The GEC Founder’s Award was presented to noted news journalist and television host Geraldo Rivera and the GEC’s Philanthropic Award was given to the Rotary Club of Verrazano, a civic organization that performs good works throughout the community.
Rotary Club of Verrazano member Ralph Succar said it was a great honor and pleasure for his organization to be recognized. “Tonight was a special night for me as an ambassador to the Guild and a member of the Rotary,” Succar said. “The Rotary demonstrates an outstanding commitment to community and service to people in need. It’s truly an honor to be recognized by the Guild.”
Other award recipients were William Slow, a former educator and community activist for people with special needs; Bernard Carabello, an advocate for individuals with developmental disabilities in New York since 1972; Barry Cohn, who began his career with the GEC in 1980 before retiring in 2005; attorney and civic leader Peter Ferraiuolo; former City Councilmember Vincent Gentile and state Sen. Marty Golden.
“On behalf of my family and the community, I was extremely humbled to be recognized by the Guild for Exceptional Children at their 60th Anniversary celebration,” Golden told this paper. “The Guild has helped pave the path to care for our developmentally disabled to grow up, be educated, live independently and age with dignity and respect. May God bless all those involved and may the organization be filled with many more years of continued success.”
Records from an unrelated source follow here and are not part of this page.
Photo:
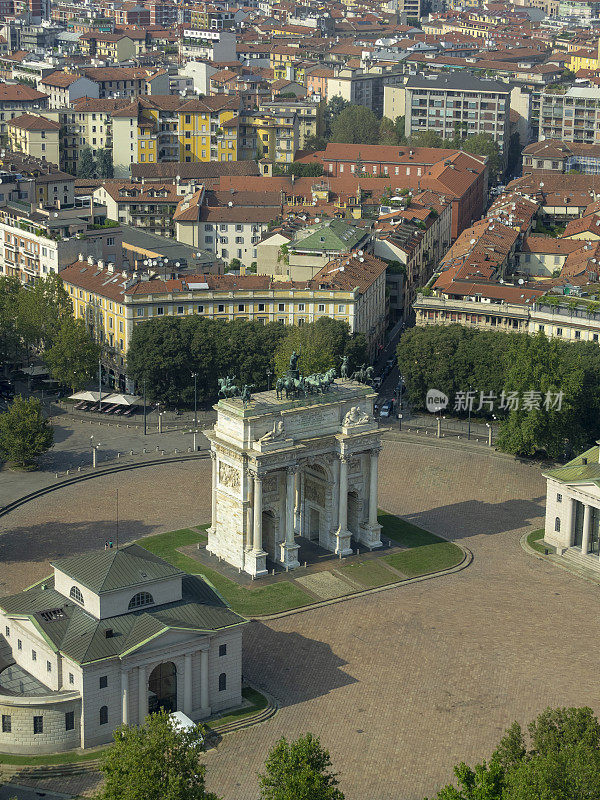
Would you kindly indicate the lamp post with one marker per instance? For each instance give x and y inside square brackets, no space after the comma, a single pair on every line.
[94,450]
[99,385]
[195,377]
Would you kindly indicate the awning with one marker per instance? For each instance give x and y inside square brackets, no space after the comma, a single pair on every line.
[123,399]
[88,397]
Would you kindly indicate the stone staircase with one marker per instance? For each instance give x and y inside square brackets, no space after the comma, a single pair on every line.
[586,565]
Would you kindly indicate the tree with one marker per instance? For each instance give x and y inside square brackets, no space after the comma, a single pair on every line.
[355,125]
[105,163]
[387,132]
[24,432]
[562,762]
[299,770]
[155,761]
[86,167]
[322,344]
[73,358]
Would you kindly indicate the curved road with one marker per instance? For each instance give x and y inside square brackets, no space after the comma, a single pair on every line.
[402,684]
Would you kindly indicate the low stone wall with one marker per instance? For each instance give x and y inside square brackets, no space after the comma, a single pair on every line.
[55,738]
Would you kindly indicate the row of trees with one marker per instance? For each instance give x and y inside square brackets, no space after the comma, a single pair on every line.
[38,320]
[499,368]
[164,353]
[560,760]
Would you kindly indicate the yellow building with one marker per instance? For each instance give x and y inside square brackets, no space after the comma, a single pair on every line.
[36,136]
[112,308]
[271,135]
[170,128]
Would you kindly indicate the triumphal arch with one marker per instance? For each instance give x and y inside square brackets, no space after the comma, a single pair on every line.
[294,466]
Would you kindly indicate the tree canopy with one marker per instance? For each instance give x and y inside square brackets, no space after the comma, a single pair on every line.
[561,761]
[24,432]
[454,359]
[356,125]
[322,345]
[166,351]
[154,761]
[299,770]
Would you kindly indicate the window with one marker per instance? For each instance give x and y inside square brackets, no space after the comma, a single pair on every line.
[141,599]
[75,594]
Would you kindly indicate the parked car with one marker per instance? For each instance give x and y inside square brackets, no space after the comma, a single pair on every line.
[386,409]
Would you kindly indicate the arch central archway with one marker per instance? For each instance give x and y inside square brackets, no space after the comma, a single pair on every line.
[162,688]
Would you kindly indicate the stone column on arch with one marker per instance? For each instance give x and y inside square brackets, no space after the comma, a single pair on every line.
[343,535]
[289,548]
[142,694]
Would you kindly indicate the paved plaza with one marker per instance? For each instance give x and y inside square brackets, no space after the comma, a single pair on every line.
[401,684]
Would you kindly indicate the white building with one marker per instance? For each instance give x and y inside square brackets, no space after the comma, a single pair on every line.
[108,638]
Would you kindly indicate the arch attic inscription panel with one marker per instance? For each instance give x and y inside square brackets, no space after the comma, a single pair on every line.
[289,468]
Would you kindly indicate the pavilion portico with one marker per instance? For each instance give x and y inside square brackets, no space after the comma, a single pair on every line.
[573,507]
[284,469]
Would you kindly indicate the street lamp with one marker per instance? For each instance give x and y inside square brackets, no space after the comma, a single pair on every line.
[195,377]
[94,450]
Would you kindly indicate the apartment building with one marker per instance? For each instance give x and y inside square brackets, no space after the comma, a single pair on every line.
[128,81]
[273,135]
[17,99]
[150,207]
[36,241]
[571,115]
[557,156]
[86,123]
[229,225]
[63,88]
[169,128]
[447,104]
[305,111]
[36,136]
[355,295]
[209,45]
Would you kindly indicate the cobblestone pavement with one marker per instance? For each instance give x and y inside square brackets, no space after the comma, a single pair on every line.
[402,684]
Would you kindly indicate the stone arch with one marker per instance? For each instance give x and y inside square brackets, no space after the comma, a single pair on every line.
[162,687]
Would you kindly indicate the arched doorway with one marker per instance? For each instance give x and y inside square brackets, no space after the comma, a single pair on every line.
[162,688]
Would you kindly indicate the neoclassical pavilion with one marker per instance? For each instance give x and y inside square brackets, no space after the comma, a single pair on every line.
[289,468]
[573,507]
[108,638]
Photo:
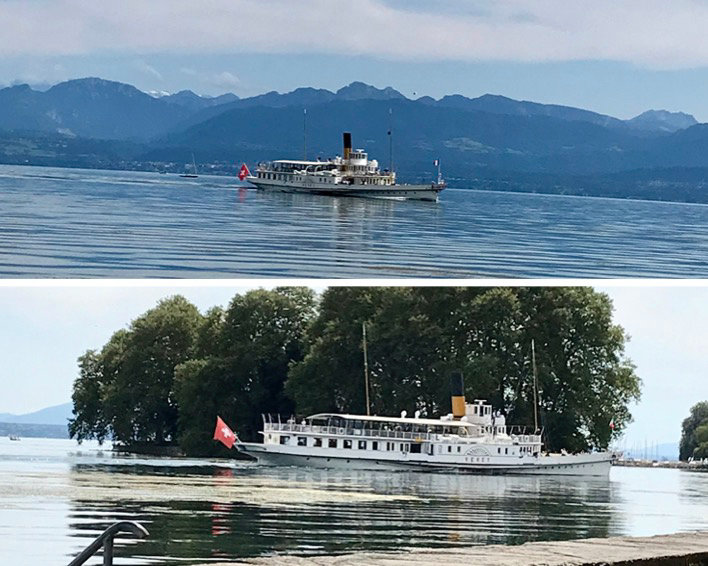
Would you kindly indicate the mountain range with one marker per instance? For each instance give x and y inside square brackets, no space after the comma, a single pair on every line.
[486,142]
[55,415]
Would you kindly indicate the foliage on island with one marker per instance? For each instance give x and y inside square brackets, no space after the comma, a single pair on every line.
[694,436]
[287,351]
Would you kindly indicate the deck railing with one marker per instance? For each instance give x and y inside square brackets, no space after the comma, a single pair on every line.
[105,540]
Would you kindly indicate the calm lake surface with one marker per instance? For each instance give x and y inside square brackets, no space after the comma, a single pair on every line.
[82,223]
[56,496]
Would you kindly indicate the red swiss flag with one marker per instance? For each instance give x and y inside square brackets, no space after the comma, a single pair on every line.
[223,433]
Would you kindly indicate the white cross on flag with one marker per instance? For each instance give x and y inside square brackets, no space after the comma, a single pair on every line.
[243,173]
[223,433]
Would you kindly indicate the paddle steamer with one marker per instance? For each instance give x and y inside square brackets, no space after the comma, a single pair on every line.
[473,438]
[353,174]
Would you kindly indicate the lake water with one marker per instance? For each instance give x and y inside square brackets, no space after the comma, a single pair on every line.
[55,497]
[80,223]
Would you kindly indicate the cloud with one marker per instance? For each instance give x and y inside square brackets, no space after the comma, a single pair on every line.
[652,33]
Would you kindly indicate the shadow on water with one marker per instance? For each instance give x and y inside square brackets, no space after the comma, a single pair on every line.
[194,513]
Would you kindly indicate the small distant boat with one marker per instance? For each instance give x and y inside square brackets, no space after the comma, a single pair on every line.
[192,175]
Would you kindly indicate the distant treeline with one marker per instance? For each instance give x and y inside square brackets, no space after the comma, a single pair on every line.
[288,351]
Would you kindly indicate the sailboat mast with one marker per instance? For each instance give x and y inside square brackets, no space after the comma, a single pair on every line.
[366,368]
[535,385]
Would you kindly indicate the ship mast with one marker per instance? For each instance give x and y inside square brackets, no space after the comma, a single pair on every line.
[304,133]
[366,368]
[390,138]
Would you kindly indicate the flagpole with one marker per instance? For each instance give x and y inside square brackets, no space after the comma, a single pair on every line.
[366,369]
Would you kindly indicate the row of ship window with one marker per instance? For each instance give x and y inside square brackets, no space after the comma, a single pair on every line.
[289,177]
[348,444]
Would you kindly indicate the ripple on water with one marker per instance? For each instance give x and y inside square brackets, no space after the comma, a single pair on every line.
[69,223]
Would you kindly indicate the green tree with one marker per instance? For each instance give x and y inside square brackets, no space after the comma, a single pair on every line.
[418,336]
[259,336]
[128,389]
[694,436]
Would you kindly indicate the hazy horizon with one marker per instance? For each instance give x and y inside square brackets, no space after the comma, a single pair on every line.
[615,59]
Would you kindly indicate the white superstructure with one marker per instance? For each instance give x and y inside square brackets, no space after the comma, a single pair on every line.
[479,442]
[353,174]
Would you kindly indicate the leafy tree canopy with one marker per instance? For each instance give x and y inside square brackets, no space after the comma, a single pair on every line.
[166,377]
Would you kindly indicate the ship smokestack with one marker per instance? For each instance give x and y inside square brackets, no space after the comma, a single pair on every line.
[347,144]
[457,391]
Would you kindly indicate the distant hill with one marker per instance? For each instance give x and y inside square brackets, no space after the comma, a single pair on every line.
[668,451]
[662,120]
[56,415]
[96,108]
[194,102]
[490,141]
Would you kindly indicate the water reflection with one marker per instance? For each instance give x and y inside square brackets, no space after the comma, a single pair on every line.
[55,498]
[193,513]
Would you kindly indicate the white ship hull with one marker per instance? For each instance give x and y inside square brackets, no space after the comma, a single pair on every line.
[395,192]
[588,464]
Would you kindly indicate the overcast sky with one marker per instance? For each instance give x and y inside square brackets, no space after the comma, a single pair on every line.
[46,328]
[619,58]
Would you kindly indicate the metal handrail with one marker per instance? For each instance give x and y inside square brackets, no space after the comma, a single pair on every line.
[106,540]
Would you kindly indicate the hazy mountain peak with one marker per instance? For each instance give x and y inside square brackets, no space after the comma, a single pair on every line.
[96,86]
[362,91]
[662,120]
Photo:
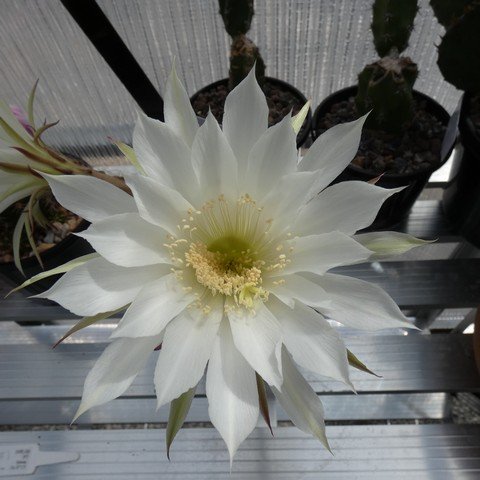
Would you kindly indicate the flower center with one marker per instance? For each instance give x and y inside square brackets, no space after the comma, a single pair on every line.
[227,248]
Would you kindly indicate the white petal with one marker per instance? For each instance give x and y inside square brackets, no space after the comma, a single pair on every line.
[300,402]
[12,121]
[231,391]
[313,343]
[386,244]
[283,202]
[333,151]
[179,114]
[164,156]
[90,198]
[319,253]
[17,195]
[359,304]
[99,286]
[153,308]
[157,203]
[115,370]
[346,207]
[214,161]
[258,337]
[186,348]
[245,117]
[273,156]
[128,240]
[296,287]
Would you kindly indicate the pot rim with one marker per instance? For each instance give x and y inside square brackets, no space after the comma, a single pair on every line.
[432,106]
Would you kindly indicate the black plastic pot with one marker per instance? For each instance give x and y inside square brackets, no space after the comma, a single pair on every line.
[461,197]
[397,207]
[69,248]
[304,131]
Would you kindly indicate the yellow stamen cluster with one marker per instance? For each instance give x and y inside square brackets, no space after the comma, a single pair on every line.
[240,277]
[226,247]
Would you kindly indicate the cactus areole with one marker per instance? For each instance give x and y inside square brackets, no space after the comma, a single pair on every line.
[385,86]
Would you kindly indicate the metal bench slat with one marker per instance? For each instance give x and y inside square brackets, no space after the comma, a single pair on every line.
[398,406]
[410,363]
[428,284]
[361,452]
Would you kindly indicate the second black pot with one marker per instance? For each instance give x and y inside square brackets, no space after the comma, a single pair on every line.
[69,248]
[461,197]
[397,207]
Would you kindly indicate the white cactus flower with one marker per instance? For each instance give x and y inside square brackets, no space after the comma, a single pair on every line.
[221,255]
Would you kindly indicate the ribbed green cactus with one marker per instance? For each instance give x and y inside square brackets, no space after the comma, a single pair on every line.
[459,51]
[237,16]
[385,87]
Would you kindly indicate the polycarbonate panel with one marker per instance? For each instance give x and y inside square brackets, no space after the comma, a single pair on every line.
[319,46]
[40,39]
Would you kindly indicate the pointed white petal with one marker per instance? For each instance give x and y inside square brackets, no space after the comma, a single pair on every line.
[299,118]
[296,287]
[17,195]
[90,198]
[283,202]
[333,151]
[179,114]
[153,308]
[186,348]
[157,203]
[258,338]
[115,370]
[359,304]
[128,240]
[273,156]
[300,401]
[100,286]
[386,244]
[319,253]
[231,391]
[245,117]
[164,156]
[346,207]
[313,343]
[12,121]
[214,161]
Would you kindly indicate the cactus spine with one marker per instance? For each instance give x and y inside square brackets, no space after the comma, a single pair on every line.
[459,50]
[386,86]
[244,54]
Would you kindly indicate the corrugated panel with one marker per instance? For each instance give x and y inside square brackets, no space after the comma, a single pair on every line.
[318,46]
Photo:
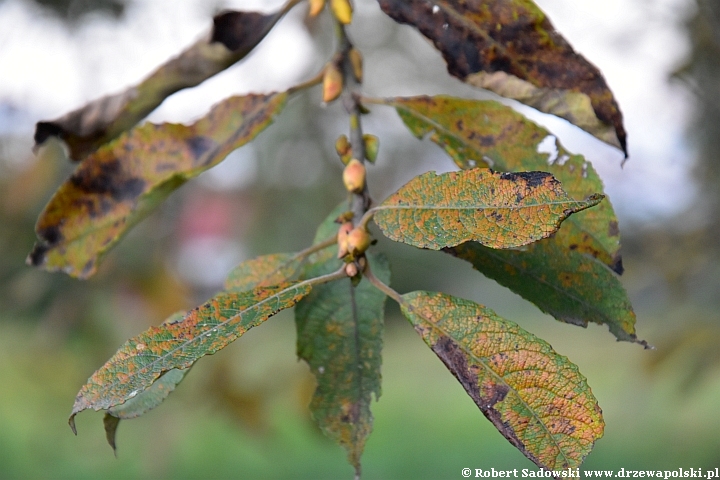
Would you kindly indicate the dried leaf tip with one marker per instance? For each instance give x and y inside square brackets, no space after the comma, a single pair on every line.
[71,422]
[316,7]
[342,10]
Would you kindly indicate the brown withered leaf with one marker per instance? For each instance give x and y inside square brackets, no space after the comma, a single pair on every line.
[511,48]
[232,37]
[121,183]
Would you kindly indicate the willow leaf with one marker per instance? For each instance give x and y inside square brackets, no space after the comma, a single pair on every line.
[486,133]
[497,210]
[124,181]
[535,397]
[340,336]
[232,37]
[511,48]
[177,345]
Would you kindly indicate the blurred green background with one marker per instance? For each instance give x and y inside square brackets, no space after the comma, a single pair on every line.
[243,413]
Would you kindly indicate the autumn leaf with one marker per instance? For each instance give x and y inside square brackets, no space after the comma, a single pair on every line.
[486,133]
[145,401]
[124,181]
[152,397]
[511,48]
[232,37]
[498,210]
[572,287]
[536,398]
[177,345]
[340,332]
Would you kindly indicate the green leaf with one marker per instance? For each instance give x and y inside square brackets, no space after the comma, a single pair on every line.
[177,345]
[340,330]
[233,36]
[535,397]
[486,133]
[572,287]
[498,210]
[124,181]
[563,275]
[150,398]
[511,48]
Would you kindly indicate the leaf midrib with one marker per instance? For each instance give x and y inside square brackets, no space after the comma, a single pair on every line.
[497,376]
[171,353]
[439,128]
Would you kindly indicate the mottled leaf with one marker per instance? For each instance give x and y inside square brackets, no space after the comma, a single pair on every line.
[177,345]
[121,183]
[145,401]
[535,397]
[340,330]
[232,37]
[485,133]
[572,287]
[511,48]
[498,210]
[153,396]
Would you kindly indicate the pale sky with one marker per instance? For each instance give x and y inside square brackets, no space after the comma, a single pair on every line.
[45,72]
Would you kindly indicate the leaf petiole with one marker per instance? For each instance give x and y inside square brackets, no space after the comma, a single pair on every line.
[377,283]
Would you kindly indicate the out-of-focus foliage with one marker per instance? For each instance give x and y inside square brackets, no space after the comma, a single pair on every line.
[693,278]
[74,10]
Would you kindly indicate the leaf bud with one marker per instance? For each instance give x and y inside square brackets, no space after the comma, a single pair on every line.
[342,239]
[342,146]
[372,144]
[358,241]
[316,7]
[351,269]
[354,176]
[356,62]
[332,83]
[342,10]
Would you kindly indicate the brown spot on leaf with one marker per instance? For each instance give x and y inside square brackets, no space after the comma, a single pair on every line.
[240,31]
[108,178]
[199,146]
[452,356]
[613,229]
[516,38]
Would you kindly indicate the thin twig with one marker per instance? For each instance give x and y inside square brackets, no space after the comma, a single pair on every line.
[377,283]
[316,80]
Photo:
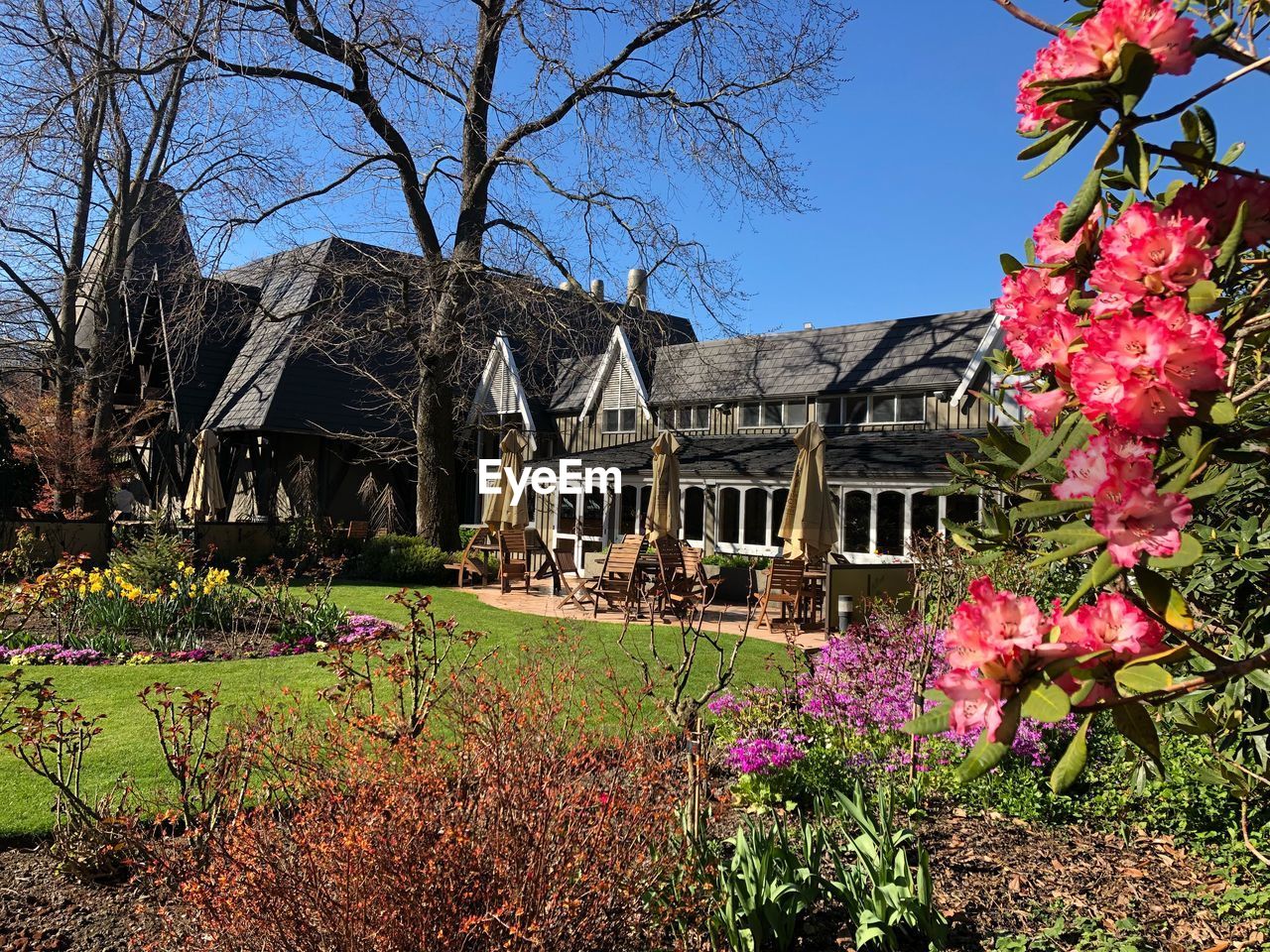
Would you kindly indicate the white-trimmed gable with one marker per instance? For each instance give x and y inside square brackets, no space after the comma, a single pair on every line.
[500,390]
[619,382]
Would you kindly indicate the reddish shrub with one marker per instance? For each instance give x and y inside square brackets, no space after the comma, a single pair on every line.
[525,817]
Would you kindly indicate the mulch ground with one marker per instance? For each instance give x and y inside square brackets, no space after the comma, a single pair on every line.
[992,878]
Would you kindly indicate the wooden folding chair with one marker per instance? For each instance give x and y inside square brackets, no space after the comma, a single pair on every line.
[580,590]
[513,560]
[619,579]
[785,589]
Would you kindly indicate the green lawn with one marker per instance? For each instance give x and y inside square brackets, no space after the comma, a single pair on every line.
[127,743]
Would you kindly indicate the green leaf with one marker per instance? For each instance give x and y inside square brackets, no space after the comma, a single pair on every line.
[1082,204]
[1135,724]
[1052,507]
[1230,245]
[1046,702]
[1098,574]
[1164,598]
[1187,555]
[1143,678]
[934,721]
[1072,762]
[1203,298]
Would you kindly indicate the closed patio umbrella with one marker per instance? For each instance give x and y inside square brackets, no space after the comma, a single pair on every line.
[811,522]
[500,513]
[663,508]
[204,497]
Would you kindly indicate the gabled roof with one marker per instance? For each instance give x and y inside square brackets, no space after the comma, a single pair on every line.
[619,353]
[930,352]
[277,382]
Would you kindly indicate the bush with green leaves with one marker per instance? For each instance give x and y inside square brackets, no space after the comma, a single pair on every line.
[1137,327]
[404,558]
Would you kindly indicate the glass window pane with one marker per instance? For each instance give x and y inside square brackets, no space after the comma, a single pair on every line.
[912,408]
[694,513]
[626,512]
[926,516]
[855,521]
[890,524]
[961,509]
[756,517]
[729,515]
[568,513]
[779,499]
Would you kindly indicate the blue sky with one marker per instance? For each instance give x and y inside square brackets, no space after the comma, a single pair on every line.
[911,172]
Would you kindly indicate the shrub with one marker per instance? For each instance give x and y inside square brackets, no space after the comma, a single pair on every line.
[403,558]
[527,828]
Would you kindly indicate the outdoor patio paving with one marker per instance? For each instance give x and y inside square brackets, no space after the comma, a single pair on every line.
[725,619]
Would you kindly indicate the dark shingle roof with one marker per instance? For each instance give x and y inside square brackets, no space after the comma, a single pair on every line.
[846,454]
[910,353]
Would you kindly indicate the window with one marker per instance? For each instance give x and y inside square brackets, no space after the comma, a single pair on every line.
[779,499]
[695,513]
[619,402]
[756,517]
[890,522]
[925,517]
[857,411]
[856,513]
[688,417]
[729,516]
[775,414]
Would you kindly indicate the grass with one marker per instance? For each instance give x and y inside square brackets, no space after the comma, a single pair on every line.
[127,744]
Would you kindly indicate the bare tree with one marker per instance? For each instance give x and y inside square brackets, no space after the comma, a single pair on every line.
[524,134]
[108,128]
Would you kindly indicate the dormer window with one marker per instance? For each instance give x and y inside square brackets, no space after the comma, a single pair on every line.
[686,417]
[772,413]
[857,411]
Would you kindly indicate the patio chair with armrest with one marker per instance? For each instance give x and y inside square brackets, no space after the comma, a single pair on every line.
[785,589]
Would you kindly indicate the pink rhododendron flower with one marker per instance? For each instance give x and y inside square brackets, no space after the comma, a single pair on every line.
[1111,624]
[1093,51]
[1141,521]
[1148,253]
[1105,467]
[1139,372]
[992,631]
[975,702]
[1039,327]
[1043,407]
[1053,250]
[1218,202]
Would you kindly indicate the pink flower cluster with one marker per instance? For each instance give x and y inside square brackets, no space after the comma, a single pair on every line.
[1093,53]
[997,640]
[1127,350]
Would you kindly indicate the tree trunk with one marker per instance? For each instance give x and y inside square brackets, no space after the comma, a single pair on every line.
[437,472]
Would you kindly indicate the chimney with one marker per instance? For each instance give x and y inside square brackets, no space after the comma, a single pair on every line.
[636,289]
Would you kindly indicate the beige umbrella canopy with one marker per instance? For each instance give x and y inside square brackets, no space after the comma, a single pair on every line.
[811,522]
[204,497]
[500,513]
[663,508]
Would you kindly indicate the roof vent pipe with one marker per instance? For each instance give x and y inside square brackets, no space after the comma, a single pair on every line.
[636,289]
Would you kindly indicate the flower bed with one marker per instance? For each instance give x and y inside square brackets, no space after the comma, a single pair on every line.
[843,721]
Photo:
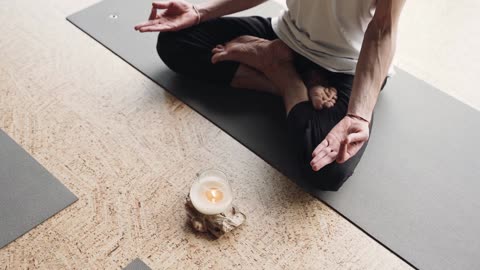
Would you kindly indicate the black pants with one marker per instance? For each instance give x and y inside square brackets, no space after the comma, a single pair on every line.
[188,52]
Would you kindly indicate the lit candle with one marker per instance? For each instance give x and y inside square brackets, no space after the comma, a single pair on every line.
[211,193]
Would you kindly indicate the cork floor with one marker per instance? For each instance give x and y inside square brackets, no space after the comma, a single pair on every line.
[129,151]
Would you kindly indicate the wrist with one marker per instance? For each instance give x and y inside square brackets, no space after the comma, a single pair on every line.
[358,117]
[202,12]
[199,17]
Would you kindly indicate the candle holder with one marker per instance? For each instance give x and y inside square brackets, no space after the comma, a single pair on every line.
[209,204]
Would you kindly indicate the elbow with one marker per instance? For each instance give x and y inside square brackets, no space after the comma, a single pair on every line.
[381,29]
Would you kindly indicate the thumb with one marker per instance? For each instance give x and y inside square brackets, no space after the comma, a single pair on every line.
[220,56]
[356,137]
[161,5]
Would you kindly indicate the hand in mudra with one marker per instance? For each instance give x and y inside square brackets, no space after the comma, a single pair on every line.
[176,15]
[341,143]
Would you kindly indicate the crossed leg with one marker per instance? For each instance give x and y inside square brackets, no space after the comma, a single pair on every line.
[268,66]
[189,52]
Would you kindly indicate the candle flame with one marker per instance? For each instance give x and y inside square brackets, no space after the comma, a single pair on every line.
[214,195]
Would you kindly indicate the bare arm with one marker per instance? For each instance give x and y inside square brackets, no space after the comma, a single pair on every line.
[179,14]
[375,57]
[351,133]
[218,8]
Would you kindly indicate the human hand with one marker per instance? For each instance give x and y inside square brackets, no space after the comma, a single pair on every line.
[176,15]
[341,143]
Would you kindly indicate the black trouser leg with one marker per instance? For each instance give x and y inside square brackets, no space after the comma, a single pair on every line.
[307,129]
[189,51]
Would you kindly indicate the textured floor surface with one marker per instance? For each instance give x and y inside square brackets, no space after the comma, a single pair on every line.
[129,151]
Gentile called it an honor to be recognized by the GEC. “Sixty years ago there were those in our community who were focused on bringing maximum human fulfillment to the lives of the developmentally disabled from youth through adulthood,” he said. “That focus 60 years ago formulated what we know today as the Guild for Exceptional Children and it began a six-decade journey improving the lives of the people they serve.”
Former GEC Award recipient John Quaglione echoed Golden’s sentiments. “The turnout, the energy and the love in the room at the Guild for Exceptional Children’s 60th anniversary says all you need to know,” Quaglione said. “The GEC is beloved and treasured by so many, for they have truly made the quality of life for so many so much better over the years. Each and every day, they give hope and serve a truly noble mission.”
Former GEC President Arlene Rutuelo was extremely pleased by the large attendance. “It truly warms my heart to see almost 400 of the Bay Ridge community attending our 60th Anniversary Guild for Exceptional Children Gala this year,” Rutuelo told this paper. “Children and adults with developmental disabilities are celebrated, genuinely loved and cared for. I am so proud to continue working with this board and administration to build brighter futures for each person in our care.”